What’s next for FieldView?

If someone can put sensors on it, we can capture the information, so we are looking at water utilization and carbon utilization at data centers. We can normalize the data and make it part of our portfolio offerings.

What do you think of doing business in New Jersey?

I’ve been a New Jersey resident all my life, although I’ve traveled extensively. There is nowhere else I’d rather be. In terms of the business, the closeness to our customers and the talent of employees, New Jersey is one of the best states in the country. We realize that the state has gotten aggressive with taxes and regulation in recent years, but we think the Christie administration is doing a good job of trying to attract business back here again.

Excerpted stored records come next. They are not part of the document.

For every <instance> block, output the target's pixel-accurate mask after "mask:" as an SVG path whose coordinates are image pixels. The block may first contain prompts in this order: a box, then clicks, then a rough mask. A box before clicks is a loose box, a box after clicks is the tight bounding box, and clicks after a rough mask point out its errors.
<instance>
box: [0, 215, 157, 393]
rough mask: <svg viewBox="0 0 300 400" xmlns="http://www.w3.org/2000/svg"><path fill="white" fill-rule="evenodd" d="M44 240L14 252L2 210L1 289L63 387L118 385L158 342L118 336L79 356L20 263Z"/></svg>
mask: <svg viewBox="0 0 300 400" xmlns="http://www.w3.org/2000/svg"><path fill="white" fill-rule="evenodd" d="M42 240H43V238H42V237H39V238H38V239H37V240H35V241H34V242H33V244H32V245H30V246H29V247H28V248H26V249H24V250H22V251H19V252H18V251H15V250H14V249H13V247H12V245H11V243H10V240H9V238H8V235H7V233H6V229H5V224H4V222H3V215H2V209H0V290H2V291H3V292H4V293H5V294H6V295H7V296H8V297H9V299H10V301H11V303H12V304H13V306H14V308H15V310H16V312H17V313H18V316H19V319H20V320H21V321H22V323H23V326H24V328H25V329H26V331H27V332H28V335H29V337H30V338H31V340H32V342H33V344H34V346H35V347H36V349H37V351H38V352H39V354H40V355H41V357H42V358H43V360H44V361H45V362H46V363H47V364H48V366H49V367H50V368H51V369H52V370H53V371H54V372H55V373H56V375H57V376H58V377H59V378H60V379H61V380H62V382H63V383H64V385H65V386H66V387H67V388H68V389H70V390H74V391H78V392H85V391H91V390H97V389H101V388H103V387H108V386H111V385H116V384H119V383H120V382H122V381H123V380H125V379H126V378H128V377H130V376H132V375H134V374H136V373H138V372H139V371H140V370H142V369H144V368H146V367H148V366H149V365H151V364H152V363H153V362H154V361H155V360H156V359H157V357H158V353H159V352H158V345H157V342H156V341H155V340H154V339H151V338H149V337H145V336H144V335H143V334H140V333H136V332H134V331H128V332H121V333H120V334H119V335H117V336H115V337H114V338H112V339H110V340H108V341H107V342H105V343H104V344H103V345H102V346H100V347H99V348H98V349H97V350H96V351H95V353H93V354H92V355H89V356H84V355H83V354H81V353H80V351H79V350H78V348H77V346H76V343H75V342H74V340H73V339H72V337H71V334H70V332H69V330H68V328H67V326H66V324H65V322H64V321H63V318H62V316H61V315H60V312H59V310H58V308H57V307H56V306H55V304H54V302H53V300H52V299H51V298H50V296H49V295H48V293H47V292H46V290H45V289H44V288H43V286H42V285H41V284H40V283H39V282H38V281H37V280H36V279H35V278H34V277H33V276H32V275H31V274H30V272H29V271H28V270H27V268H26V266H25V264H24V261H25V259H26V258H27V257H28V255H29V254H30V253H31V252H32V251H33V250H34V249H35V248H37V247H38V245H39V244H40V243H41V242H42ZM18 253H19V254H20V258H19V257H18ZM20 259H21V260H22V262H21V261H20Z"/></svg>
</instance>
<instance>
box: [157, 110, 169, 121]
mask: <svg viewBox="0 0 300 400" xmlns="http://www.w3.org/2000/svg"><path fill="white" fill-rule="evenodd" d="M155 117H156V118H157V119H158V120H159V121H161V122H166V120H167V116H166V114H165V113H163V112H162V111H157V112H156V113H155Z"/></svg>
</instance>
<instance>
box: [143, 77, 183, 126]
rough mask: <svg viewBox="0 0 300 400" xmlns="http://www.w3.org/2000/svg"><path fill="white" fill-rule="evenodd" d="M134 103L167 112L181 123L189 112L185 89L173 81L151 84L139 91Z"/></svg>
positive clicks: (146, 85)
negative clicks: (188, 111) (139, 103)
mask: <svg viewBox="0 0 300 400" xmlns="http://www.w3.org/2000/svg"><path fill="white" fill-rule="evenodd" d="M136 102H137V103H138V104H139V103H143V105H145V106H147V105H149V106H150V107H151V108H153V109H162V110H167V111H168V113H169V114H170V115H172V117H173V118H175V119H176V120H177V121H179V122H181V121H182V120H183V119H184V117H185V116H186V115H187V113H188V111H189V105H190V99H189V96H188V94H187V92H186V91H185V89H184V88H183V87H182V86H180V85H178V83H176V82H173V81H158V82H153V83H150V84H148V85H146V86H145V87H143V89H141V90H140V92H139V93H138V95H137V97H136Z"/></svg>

N.J. presents FieldView with a tremendous amount of opportunity. We are within such close proximity to Manhattan that we don’t have to live there. At every trade show we attend, there is a contingent from some state trying to lure us its way and entice us to relocate with some tax credits. I think the benefits we would get in the short term would be devalued in the long term from a talent perspective.

Are you hiring? Do you hire people right out of college?

We are always in a hiring mode, always looking for dot-net programmers. We find we are always looking at the local universities, but it’s a competitive industry and hard to bring someone on board with no background in a growth-phase company that is VC-backed. That said, our development team is growing. We are very close to signing two very large deals that will generate a need for another eight employees in the short term. In fact, we experienced double-digit growth in the past three years and expect to have triple-digit growth in the next 20 months.